The Election of 1860 Reconsidered edited by A. James Fuller. Kent State University Press, 2013. Cloth, ISBN: 1606351486. $49.95.
This series of essays on the election of 1860 had its origins in the third annual symposium of the Civil War Study Group, hosted by the University of Indianapolis, in 2010. The symposium’s organizer A. James Fuller has edited the volume, and provided its introduction and three of its nine essays. The other contributors are Michael S. Green, James L. Huston, John R. McKivigan, Thomas E. Rodgers, Lawrence Sondhaus, and Douglas G. Gardner. The first four essays take up the contenders—Lincoln, Douglas, Breckenridge and Bell—in turn. They are followed by four thematic essays, covering the abolitionist response to the election, the issues of turnout and political realignment, and European perspectives on the election. The collection closes out with an overview of the historiography.
This volume is just the sort of reassessment that one hoped the sesquicentennial would occasion. The essays work as stand-alone primers, accessible to non-specialists, and as keen analyses offering new insights for specialists. Huston’s essay on Stephen Douglas’s 1860 sojourn in the South, for example, shines a light on a key irony: Douglas Democrats and Lincoln Republicans shared the doctrine of secession’s illegality and an emphasis on law and order, but Douglasites, in their determination to brand the Republicans as disunionists, shied away from these themes, and thus obscured from Southerners the “unanimity among Northerners about the illegitimacy of secession” (40). Fuller’s deft essay on Breckenridge explains that what historians have treated as conflicting interpretations of his aims—to unite the Democratic party behind a Southern rights candidate; to fuse with Douglas and Bell supporters and thereby deny Lincoln an electoral majority and throw the election to the House; to use Lincoln’s election to vindicate secession—were a series of contingencies, a plan A, plan B, and Plan C, as it were. McKivigan’s essay on Frederick Douglass notes that the famous abolitionist remained ambivalent about Lincoln and the Republicans in the wake of the election. McKivigan reveals that Douglass considered New York state’s referendum on black suffrage a window into the true character of the Republican Party. New Yorkers supported Lincoln’s election, but rejected equal suffrage, thereby illustrating that opposition to the Slave Power did not translate into support for black citizenship.
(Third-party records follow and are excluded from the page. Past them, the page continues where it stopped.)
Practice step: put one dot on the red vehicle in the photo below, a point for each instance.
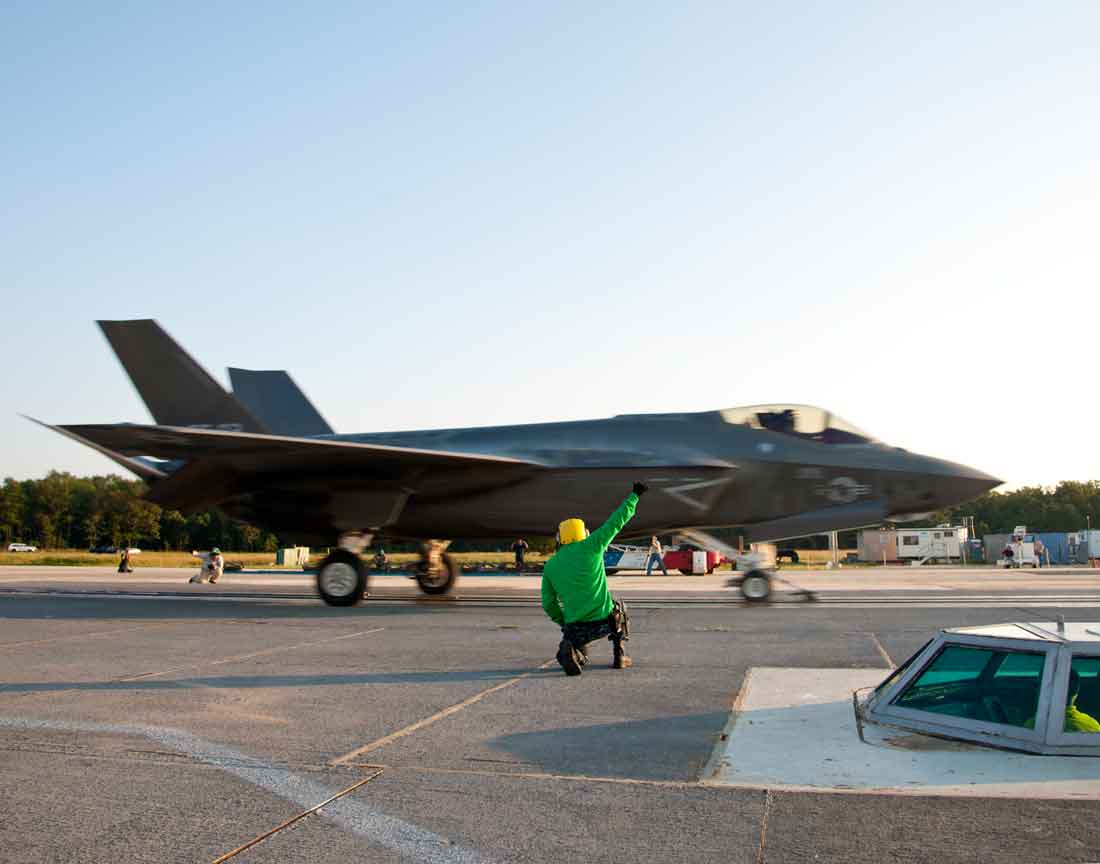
(682, 557)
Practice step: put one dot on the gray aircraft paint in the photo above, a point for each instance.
(704, 470)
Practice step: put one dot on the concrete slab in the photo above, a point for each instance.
(794, 729)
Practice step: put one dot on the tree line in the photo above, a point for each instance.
(63, 511)
(1069, 506)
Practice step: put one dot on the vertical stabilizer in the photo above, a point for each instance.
(176, 390)
(279, 404)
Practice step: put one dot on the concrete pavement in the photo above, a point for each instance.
(168, 728)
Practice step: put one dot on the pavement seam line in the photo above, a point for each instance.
(761, 850)
(721, 746)
(252, 655)
(87, 635)
(408, 840)
(539, 776)
(882, 652)
(261, 838)
(435, 718)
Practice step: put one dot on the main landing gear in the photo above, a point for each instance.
(436, 571)
(341, 579)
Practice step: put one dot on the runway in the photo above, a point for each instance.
(143, 719)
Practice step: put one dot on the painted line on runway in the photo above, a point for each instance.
(763, 828)
(882, 652)
(373, 826)
(94, 634)
(435, 718)
(261, 838)
(251, 655)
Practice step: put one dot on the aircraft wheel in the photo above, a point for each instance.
(442, 580)
(341, 579)
(756, 586)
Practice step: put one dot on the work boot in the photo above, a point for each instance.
(620, 660)
(569, 658)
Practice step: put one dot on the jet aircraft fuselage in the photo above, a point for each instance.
(265, 455)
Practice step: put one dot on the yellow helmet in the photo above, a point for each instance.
(571, 531)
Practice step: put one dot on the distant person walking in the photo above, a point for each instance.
(519, 547)
(656, 556)
(212, 567)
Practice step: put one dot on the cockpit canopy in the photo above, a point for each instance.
(804, 422)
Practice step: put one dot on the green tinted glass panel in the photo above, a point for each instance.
(986, 685)
(1082, 708)
(1087, 667)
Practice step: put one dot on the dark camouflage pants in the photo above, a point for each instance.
(616, 626)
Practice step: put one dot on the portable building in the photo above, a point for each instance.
(994, 545)
(1056, 546)
(878, 545)
(942, 542)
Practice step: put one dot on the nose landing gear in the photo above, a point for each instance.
(341, 579)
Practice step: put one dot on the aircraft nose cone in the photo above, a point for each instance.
(961, 483)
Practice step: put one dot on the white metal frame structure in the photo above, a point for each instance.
(1059, 644)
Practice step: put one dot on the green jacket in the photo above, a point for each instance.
(574, 583)
(1078, 721)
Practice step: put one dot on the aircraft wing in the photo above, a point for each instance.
(245, 452)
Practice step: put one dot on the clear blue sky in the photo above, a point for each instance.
(465, 214)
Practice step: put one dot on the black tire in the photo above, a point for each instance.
(441, 583)
(341, 579)
(756, 586)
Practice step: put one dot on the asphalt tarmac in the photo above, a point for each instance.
(145, 719)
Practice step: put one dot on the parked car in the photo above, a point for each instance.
(681, 558)
(112, 550)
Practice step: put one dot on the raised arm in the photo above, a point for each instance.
(602, 537)
(550, 603)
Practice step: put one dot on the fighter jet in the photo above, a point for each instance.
(264, 455)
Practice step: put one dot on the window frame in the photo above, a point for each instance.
(1056, 720)
(884, 707)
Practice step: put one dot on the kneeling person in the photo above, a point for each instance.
(575, 593)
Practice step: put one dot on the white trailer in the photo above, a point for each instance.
(942, 543)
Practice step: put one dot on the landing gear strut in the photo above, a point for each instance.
(437, 571)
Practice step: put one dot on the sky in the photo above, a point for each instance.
(440, 215)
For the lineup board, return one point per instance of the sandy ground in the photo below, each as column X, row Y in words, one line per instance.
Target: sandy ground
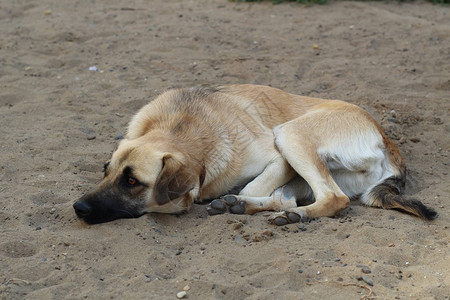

Even the less fully realized essays in the collection raise provocative questions and open avenues for further research. Fuller observes in his essay on John Bell that it was “not surprising that Bell lost. Rather, it was more surprising that he did so well” (60); Fuller does not offer a sustained explanation of Bell’s success but he does challenge historians to see Bell as the last Whig candidate for the presidency. Rogers’s essay reminds readers that turnout, as a percentage of the electorate, was higher in the South than in the North, despite the fact that the Southern vote proved largely irrelevant; he speculates that Southerners saw the election as a high stakes referendum on republicanism and its legacy. On the subject of Northern turnout, Fuller invokes electoral realignment theory—with its focus on the primacy of national issues and the cyclical nature of party realignments—only to debunk it, with the help of the work of political scientist David R. Mayhew. Using the swing state Indiana as his test case, Fuller argues that local issues, such as the lingering effects of the Panic of 1857, were the lens through which national issues were interpreted. Sondhaus’s essay on the European perspective establishes that European observers failed to recognize the pivotal stakes of the 1860 contest and to anticipate its consequences; they reasoned that the contending parties would find a way to compromise, as they had at other moments of crisis. He notes that the Republican Party was an unknown quantity for European intellectuals, and raises the question of how Britons in particular came to take the measure of Lincoln and his administration.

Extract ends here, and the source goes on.